Howard Zinn, the late historian and activist, once said, “You can’t be neutral on a moving train.” The train is moving. Here are some principles on which I cannot and will not be neutral:
- All people deserve to be treated with dignity, respect, and compassion. This includes especially those people who seem to be easy for others to marginalize, demonize, and victimize: women, people of color, the disabled, immigrants, members of the LGBTQ community, the elderly, the poor, the sick, prisoners, and people who choose religions other than Christianity as well as those who choose not to affiliate with any religion at all.
- We must uphold and defend our Constitution, including our First Amendment protections for freedom of speech, freedom of the press, freedom of assembly, freedom of religion, and freedom to petition our government for redress of grievances.

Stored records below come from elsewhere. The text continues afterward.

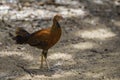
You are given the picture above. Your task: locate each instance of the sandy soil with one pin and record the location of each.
(89, 48)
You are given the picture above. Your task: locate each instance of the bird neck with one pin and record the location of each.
(55, 24)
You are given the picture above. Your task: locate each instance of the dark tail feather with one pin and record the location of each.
(22, 36)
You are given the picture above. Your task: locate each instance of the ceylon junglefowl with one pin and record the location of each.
(43, 39)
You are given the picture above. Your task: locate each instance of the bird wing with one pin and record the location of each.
(39, 38)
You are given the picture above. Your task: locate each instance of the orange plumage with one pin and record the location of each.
(42, 39)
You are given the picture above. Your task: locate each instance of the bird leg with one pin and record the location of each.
(44, 56)
(41, 61)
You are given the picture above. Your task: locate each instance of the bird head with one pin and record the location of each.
(58, 17)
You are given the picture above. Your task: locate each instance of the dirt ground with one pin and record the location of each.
(89, 48)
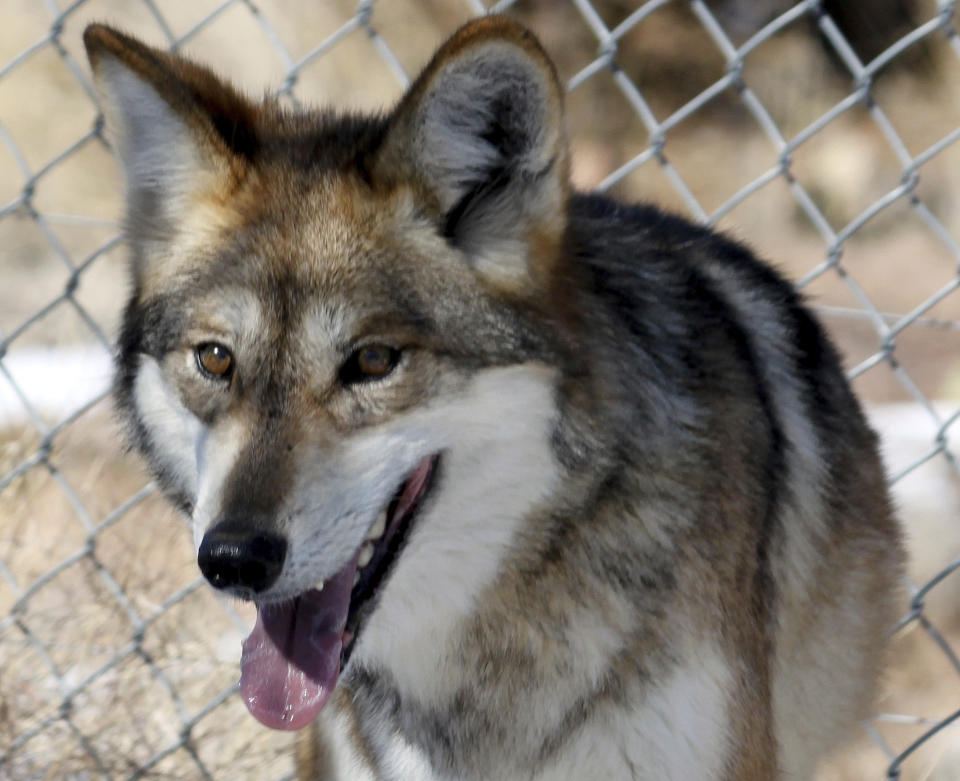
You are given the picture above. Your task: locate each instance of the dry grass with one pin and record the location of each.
(135, 697)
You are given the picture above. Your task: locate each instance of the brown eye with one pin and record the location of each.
(215, 360)
(371, 362)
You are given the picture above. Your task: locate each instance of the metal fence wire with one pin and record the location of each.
(823, 133)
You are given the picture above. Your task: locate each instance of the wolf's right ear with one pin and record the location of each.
(480, 138)
(177, 130)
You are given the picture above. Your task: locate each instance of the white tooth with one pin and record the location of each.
(379, 527)
(366, 553)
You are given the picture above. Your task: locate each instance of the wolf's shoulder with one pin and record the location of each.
(649, 242)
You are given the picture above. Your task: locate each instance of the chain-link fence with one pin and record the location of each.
(823, 133)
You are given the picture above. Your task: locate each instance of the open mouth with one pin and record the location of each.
(293, 657)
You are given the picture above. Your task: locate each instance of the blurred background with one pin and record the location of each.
(824, 134)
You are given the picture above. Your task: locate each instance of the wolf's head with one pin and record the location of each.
(337, 354)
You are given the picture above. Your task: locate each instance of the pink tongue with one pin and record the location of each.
(291, 660)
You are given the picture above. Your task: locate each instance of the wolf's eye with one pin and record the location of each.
(215, 360)
(370, 362)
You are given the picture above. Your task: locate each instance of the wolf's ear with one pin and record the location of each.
(177, 130)
(480, 137)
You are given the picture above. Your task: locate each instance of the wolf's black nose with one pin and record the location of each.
(235, 558)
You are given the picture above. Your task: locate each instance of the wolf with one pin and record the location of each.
(524, 482)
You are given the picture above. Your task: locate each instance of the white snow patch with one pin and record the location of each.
(55, 381)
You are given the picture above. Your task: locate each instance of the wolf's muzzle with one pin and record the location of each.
(232, 558)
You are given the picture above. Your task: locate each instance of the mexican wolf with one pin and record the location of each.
(525, 483)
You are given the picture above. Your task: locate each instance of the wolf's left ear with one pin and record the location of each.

- We need to maintain the separation between church and state.
- A vibrant democracy requires a free and independent press.
- Education is a public good that creates an informed citizenry. We must support access to free, high quality public education for all.
- Our public officials should be accountable, ethical, transparent, and truthful.
- Service to citizens is the essence of government. Our government officials should not enrich themselves, their families, friends, or donors, at the expense of the citizens they serve.
- Health care is a human right.
- We need to protect the environment and the world’s natural resources from greed and undue reliance on fossil fuels.
- We have a right to live our lives in privacy, free of government and corporate surveillance.
- Severe economic inequality destroys the fabric of society. We must recognize that laws that unjustly enrich the few at the expense of the many, rather than any individual’s lack of effort or merit, are often at the heart of economic inequality. When we see laws that foster inequality, we must fight to change them.
- People should come before profits.
- Corporations are not people.
These principles are not radical. They have been expressed, to greater or lesser extent, in the Universal Declaration of Human Rights and also The Constitution of the United States. On these principles, I am not neutral and will not be silent.